This post ran on my Huffington Post blog.
This week, we learned of 23,000 people in England and Wales classified as having “Mixed Religion.” This news comes from the United Kingdom’s Office on National Statistics, which just released new numbers on religious identity from the 2011 government census. Most of the news reports have focused on the finding that from 2001 to 2011, the percentage of Christians in England and Wales fell from 72 percent to 59 percent. Meanwhile, the number claiming no religion almost doubled to 25 percent, paralleling the rise of the “religious nones” in the U.S. The numbers of Muslims grew most quickly, to almost 5 percent, and the percentage of Hindus, Sikhs and Pagans all increased as well.
But as someone who was born into an interfaith family and raised my children with two religions, my eye was drawn to the new evidence of people claiming more than one religion in their lives. Who are these “Mixed Religion” folks? How many of them are born Christians or Jews who find Paganism or Buddhism equally compelling? How many of them are in long-term relationships and find themselves practicing their spouse or partner’s religion as well as their own? And how many of them are adults raised with more than one religion in interfaith families?

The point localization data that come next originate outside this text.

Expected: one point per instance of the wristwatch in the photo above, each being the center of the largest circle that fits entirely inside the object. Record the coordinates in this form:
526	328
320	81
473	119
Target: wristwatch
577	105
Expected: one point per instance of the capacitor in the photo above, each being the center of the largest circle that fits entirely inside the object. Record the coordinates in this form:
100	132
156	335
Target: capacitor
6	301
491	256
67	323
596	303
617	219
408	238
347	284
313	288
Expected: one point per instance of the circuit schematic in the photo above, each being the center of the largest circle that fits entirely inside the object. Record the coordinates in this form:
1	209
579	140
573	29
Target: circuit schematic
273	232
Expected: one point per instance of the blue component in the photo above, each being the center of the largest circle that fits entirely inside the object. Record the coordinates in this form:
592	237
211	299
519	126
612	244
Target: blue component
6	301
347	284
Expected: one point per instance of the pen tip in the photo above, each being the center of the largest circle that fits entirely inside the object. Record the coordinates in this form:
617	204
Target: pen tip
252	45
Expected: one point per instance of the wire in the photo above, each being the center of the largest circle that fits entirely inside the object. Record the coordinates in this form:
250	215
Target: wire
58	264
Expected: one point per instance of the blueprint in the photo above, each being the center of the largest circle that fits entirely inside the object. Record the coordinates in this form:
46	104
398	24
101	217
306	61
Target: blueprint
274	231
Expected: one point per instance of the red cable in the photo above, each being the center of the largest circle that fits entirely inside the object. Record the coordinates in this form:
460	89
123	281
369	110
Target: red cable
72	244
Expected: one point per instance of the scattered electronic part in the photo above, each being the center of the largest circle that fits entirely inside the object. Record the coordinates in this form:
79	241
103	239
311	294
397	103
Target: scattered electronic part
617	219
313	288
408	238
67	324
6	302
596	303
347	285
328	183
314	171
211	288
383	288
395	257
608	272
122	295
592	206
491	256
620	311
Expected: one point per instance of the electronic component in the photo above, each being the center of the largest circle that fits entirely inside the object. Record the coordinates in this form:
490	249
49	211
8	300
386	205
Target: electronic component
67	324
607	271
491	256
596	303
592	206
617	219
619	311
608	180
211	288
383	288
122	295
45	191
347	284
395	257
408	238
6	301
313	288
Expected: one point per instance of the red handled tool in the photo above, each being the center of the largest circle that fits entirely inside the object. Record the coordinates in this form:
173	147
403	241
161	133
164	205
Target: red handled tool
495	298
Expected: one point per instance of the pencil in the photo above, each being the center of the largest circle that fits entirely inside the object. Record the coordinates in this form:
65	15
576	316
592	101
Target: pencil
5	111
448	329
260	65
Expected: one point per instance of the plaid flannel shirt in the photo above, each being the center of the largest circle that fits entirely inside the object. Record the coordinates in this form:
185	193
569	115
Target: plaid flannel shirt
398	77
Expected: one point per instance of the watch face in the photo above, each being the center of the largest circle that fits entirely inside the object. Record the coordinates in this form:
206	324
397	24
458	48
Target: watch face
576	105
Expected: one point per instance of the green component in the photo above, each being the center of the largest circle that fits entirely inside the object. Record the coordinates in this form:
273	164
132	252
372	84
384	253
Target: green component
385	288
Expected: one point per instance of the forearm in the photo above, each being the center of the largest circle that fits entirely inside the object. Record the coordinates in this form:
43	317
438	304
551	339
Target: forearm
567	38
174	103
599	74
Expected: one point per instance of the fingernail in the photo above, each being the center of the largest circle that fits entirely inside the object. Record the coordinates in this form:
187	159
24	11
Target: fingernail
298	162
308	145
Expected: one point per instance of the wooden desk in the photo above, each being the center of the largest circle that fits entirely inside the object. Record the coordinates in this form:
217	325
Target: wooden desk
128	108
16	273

Here in the United States, the government’s Bureau of the Census collected information on identity from religious organizations from 1906 to 1936, but then stopped. As a matter of separation of church and state, I understand that we do not want to ask about religious identity on the Census. The question about religion was added to the U.K. Census in 2001. Answering the religion question on the Census is optional, but only about 7 percent declined to answer.

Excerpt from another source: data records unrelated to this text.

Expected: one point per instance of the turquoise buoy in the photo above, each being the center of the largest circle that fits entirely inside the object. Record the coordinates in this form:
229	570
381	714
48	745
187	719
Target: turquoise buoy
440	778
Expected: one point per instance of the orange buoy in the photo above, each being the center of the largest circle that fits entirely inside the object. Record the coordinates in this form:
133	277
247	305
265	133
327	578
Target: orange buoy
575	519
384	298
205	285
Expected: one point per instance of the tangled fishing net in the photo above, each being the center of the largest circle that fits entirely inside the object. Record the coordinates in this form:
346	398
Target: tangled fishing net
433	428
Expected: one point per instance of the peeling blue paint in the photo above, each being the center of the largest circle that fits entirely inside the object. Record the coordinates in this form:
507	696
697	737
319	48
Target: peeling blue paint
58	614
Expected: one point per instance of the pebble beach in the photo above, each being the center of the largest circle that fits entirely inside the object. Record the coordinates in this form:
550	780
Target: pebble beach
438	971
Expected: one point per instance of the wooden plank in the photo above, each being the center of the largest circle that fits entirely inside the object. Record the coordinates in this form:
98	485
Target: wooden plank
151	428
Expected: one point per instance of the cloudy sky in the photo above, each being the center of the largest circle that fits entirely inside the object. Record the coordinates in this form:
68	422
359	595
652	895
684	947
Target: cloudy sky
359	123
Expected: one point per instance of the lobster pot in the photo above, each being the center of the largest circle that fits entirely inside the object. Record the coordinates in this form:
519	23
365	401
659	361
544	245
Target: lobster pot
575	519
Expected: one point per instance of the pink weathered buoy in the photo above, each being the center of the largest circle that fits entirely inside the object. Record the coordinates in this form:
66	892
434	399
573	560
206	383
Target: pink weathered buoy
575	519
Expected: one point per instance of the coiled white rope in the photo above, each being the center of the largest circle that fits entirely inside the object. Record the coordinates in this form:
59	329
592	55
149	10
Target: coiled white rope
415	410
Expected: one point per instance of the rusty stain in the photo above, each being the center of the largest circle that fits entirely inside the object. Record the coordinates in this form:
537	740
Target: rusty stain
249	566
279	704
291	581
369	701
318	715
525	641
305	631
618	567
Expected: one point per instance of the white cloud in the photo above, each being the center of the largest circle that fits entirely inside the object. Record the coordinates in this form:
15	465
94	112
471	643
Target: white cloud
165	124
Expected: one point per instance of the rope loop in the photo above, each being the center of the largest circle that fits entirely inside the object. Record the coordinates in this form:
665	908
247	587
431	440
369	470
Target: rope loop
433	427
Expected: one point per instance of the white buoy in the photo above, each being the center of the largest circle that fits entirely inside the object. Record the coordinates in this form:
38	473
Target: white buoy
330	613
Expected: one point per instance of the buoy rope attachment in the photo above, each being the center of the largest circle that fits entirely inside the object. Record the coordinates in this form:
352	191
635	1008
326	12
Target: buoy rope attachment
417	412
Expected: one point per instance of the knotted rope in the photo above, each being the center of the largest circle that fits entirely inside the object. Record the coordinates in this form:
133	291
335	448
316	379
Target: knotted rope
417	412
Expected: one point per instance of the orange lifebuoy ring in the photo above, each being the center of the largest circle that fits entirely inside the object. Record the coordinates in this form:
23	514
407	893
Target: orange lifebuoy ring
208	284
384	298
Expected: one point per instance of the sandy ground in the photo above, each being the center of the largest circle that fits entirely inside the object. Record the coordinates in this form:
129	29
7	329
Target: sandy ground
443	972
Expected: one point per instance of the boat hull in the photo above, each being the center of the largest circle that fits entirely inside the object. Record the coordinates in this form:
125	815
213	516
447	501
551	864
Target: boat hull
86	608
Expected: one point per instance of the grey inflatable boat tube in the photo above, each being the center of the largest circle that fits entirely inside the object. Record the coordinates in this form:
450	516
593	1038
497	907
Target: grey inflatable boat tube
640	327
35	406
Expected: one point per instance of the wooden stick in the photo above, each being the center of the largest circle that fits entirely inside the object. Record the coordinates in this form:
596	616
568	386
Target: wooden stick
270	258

For statistics on religious identity in America, the best source may be the Pew Forum’s U.S. Religious Landscape Survey. In the 2009 report “Many Americans Mix Multiple Faiths,” Pew researchers found that, even beyond weddings and funerals, almost a quarter of Americans sometimes attend services of a faith other than “their own.” But the Pew researchers did not directly address the idea of “Mixed Religion” as a primary identity.

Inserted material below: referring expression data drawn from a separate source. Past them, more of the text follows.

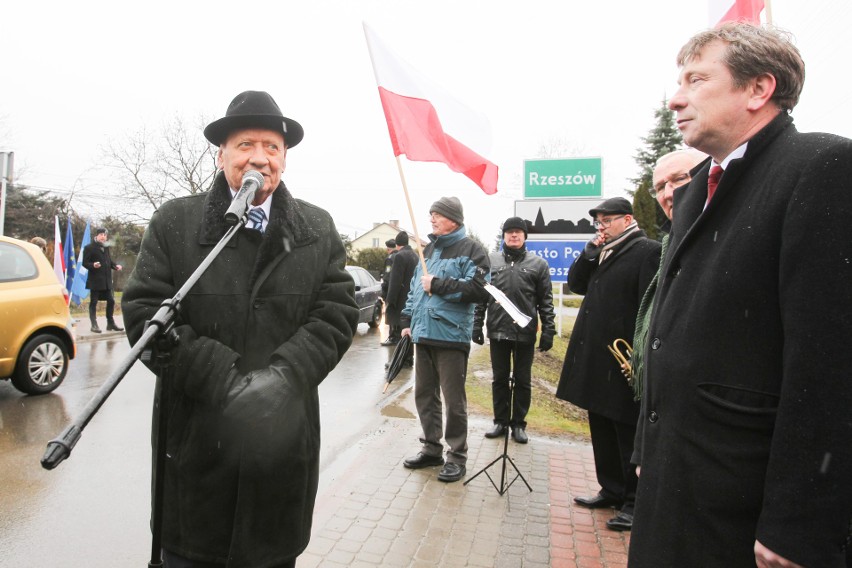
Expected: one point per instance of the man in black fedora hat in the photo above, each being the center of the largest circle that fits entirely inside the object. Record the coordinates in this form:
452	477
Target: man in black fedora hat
266	323
612	272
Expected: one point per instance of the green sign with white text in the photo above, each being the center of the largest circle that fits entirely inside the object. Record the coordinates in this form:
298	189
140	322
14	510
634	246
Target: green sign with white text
564	177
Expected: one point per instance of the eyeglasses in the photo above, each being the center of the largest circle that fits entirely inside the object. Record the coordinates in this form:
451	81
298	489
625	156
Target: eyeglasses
676	180
605	223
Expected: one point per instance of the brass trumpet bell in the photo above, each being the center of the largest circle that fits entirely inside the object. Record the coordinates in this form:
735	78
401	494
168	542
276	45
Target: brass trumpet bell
622	352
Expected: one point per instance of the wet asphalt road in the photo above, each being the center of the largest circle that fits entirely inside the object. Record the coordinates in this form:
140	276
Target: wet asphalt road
93	509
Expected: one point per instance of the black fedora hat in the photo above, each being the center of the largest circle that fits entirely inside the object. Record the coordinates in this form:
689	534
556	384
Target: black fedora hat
254	109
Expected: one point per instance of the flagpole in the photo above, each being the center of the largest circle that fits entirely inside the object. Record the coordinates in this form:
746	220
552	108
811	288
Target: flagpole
411	215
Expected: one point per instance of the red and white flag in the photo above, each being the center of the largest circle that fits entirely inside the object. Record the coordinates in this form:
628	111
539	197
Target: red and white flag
735	11
426	123
58	261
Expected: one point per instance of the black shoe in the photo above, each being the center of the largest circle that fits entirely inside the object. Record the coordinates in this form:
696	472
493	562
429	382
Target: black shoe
597	502
621	522
451	472
421	460
497	431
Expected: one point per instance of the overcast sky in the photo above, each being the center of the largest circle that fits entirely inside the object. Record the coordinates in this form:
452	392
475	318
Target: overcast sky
590	74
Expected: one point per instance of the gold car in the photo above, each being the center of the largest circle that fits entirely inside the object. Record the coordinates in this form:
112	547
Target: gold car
36	339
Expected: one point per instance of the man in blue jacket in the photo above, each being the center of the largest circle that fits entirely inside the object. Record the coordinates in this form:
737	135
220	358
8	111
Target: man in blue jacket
439	318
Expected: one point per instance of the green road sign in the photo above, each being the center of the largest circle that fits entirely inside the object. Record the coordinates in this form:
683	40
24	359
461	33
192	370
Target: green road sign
567	177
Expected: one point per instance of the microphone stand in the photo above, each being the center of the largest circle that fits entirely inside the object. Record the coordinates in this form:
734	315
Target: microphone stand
504	486
155	343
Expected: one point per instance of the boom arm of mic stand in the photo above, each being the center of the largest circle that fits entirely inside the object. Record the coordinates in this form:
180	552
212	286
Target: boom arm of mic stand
60	447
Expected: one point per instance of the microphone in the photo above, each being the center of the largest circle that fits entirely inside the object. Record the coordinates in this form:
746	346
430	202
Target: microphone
252	181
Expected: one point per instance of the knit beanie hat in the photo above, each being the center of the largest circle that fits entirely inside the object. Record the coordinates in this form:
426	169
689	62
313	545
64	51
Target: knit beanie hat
449	207
515	223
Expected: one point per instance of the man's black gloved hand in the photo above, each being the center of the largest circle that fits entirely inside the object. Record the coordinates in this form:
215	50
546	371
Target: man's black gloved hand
477	336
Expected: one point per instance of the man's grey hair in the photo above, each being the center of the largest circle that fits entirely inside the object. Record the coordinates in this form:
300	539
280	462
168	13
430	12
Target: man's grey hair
752	51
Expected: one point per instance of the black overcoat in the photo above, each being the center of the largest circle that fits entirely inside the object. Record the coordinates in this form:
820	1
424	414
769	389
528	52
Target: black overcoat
591	377
241	477
746	426
399	282
98	278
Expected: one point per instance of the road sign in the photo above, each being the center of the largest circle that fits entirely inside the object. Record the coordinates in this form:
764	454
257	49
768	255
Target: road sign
557	216
564	177
559	254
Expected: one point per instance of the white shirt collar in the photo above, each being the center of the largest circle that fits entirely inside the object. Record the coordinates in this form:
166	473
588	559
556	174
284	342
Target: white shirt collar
735	155
266	206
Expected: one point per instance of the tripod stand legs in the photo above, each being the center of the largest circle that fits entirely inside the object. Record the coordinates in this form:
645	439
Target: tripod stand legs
504	457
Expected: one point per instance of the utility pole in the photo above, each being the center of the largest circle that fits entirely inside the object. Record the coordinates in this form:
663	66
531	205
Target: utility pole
7	160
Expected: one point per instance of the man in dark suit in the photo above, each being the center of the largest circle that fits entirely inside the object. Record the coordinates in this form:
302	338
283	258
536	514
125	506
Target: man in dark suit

I chose to raise my children with an education in both Judaism and Christianity, in a community dedicated to supporting interfaith families. Many of the young adult graduates of these interfaith education programs, which exist in several cities now, would claim “interfaith” or “Mixed Religion” or “Jewish/Christian,” as a religious identity in a census, given the chance. And so would some of their parents, who may have spent their entire adulthoods celebrating two religions together, as a couple.
The discovery of a cohort of “Mixed Religion” adherents in the U.K. serves as a reminder that the demographic reality of religious double-belonging among adults can no longer be ignored. Most religious institutions continue to urge interfaith couples to pick one religion for children, to beware of confusion, to stop blurring boundaries. The reaction to dual-faith adherence is too often panic and disapproval, and the attempt to close borders. But for the individual, especially an individual like me who was born into a family with more than one religious heritage, crossing borders can be exhilarating and bring great joy. Our celebration of both faiths goes beyond Hanukkah and Christmas, beyond all the history of tragic conflict and religious violence, to a place where love prevails over dogma. In this spirit, and in the season of light in darkness, I send greetings across the Atlantic to those who celebrate Christmas and Yule, Hanukkah and Diwali, all of the above, or none of the above.